After making some spelling and grammatical errors in an article I had written, my editor gave me an exercise in using a color-coded system to check names, addresses, dates and basic facts in a few articles.
I wasn’t happy to do such a tedious task, but in the end it was worth it.
I took what I learned to be more accurate in my own writing, and I was able to pass this skill to my staff at The Scribe.
Luckily, I received class credit for my time, but I wouldn’t have been able to be an intern if I didn’t have another job to pay my expenses. However, not all students have the time or money to devote to an internship, especially one that is unpaid.
Internships are a privilege and in some industries, like journalism, they are an important element to a student’s success in their career field. For those companies who are not able to pay or offer class credit, those same students won’t gain that experience outside of the classroom.
This is why companies should be cognizant of how they can compensate students either by class credit or an hourly wage.
The opportunity cost of taking an unpaid internship is high in comparison to taking one that is paid.
Consider students who pay their own rent, gas, car expenses, living expenses – you name it. Money is a necessity to get by, and an unpaid internship won’t pay the bills.
Even a minimum wage salary would help alleviate this; according to CNBC, the typical summer intern who works 40 hours a week for 12 weeks would earn $3,480 before taxes. This type of compensation may be small, but for some, it can go a long way.
A couple arguments should be considered when it comes to whether or not companies should pay their interns.
Those who support unpaid internships argue that the experience is valuable to put on a resume and advance in one’s career. However, according to a 2014 article by Forbes Magazine, opponents of unpaid internships say that companies are able to exploit students, take entry-level jobs away from qualified applicants and favor those who don’t need to make money to survive.
To me, it seems that the ladder is true.
Data on how many paid and unpaid interns there are in the U.S. doesn’t exist, according to ProPublica, so it’s hard to compare how many students take these opportunities.
But it’s important to know that internships are regulated depending upon where you want to work, but these rules differ.
Non-profits at times pay a “stipend” for “volunteer work,” according to the National Council of Nonprofits.
And according to the U.S. Department of Labor, those who want to work in the public sector, unpaid internships are permissible, and students volunteer without the expectation to get paid.
For students who look to intern in the private sector, their internship must be educational, must not directly benefit their employer and does not replace existing workers, according to U.S. News & World Report in 2016.

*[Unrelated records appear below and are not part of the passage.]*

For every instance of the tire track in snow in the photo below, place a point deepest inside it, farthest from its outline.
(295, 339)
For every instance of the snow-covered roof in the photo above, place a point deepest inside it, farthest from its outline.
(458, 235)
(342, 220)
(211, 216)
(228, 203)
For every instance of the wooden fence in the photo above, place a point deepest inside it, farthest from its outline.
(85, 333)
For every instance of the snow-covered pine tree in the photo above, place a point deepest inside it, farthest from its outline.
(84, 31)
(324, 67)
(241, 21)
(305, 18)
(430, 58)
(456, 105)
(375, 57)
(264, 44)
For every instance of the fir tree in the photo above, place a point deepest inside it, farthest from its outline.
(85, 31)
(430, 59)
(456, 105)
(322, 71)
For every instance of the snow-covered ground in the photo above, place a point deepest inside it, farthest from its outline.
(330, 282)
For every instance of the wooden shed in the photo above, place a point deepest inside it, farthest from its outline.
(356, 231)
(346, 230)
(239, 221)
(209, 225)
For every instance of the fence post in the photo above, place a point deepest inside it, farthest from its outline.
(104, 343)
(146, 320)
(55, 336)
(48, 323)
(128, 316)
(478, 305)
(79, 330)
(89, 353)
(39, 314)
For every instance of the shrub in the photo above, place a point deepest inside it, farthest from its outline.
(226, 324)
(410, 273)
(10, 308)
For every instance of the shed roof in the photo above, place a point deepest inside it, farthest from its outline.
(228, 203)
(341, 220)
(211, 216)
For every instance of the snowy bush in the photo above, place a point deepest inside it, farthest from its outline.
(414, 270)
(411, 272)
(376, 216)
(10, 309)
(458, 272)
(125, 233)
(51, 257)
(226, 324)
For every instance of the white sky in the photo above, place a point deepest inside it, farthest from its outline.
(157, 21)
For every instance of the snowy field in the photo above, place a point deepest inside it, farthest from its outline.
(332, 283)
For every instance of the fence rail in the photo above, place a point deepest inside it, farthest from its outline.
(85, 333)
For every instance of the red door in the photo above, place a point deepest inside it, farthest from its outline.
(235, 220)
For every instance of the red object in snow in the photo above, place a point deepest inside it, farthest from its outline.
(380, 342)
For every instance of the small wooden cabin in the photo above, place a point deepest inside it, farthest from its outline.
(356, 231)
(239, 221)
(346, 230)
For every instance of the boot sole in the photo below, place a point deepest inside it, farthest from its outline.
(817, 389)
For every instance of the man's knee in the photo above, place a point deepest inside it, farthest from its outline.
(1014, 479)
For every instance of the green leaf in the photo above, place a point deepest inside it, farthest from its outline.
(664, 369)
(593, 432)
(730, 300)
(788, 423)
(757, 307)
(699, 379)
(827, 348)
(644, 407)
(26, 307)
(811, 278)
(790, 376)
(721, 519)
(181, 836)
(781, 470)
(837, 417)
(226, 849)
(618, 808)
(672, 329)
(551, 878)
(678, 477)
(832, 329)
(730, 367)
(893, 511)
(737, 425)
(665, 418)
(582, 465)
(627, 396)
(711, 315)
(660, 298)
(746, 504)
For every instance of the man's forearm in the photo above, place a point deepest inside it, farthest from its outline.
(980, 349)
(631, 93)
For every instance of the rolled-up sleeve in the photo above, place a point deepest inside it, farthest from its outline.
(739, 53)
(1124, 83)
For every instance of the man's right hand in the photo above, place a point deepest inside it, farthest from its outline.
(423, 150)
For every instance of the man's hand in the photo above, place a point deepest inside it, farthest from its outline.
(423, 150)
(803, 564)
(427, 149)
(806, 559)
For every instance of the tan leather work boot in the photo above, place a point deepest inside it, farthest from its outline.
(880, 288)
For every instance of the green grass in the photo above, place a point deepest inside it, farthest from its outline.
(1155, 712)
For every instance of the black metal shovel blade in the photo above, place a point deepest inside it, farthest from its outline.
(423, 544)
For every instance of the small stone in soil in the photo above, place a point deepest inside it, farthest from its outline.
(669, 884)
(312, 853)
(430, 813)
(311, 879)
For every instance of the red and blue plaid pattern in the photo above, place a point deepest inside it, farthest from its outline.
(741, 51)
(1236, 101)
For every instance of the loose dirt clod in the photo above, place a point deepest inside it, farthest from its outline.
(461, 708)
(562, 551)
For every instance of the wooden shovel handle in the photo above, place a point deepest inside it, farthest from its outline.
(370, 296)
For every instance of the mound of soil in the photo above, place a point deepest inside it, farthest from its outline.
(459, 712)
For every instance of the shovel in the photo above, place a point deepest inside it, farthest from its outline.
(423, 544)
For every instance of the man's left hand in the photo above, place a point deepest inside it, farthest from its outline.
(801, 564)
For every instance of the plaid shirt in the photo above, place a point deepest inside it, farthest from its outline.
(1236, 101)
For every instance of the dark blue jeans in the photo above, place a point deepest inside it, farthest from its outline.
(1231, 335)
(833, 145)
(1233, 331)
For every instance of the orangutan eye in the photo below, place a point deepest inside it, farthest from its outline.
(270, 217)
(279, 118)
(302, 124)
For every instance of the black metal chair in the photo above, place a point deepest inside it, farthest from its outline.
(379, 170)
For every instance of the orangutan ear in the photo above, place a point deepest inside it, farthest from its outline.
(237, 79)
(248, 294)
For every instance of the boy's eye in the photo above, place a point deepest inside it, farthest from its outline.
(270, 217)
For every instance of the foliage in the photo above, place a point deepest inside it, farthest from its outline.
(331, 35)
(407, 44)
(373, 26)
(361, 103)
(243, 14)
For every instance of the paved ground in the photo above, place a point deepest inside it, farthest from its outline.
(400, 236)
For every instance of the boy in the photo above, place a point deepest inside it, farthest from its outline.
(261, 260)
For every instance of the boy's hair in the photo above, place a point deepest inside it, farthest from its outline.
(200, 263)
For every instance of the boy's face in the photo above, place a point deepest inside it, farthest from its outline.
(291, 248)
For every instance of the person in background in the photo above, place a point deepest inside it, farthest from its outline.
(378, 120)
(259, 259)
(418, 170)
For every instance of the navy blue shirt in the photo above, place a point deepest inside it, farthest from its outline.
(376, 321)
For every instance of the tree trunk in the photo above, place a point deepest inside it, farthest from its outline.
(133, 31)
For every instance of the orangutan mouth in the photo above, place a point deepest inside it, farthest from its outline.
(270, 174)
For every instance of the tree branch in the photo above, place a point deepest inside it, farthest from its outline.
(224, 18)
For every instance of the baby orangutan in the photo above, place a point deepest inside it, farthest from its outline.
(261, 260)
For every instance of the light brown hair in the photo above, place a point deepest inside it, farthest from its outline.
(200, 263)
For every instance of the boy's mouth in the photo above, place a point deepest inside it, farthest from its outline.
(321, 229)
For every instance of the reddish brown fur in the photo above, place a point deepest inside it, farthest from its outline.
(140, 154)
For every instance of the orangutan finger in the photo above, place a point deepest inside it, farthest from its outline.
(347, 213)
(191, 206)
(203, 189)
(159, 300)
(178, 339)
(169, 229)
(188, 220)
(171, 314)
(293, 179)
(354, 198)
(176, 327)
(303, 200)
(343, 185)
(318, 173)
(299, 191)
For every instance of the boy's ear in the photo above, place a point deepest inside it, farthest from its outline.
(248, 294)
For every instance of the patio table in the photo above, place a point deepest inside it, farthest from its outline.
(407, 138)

That should mean you aren’t going on a Starbucks run for the whole office and taking out the trash. But it sometimes doesn’t.
These rules can be ignored by companies like Conde Nast, the media company responsible for magazines like Teen Vogue, Allure and The New Yorker, which came under fire in 2015 after a group of interns accused the conglomerate of underpaying them. Ultimately, the company won $5.85 million.
The point is that if students, who are juggling a variety of responsibilities on top of interning, dedicate their time to working for your company, you should find a way to compensate them.
The experience is invaluable if you can afford it. But it’s a privilege that many can’t.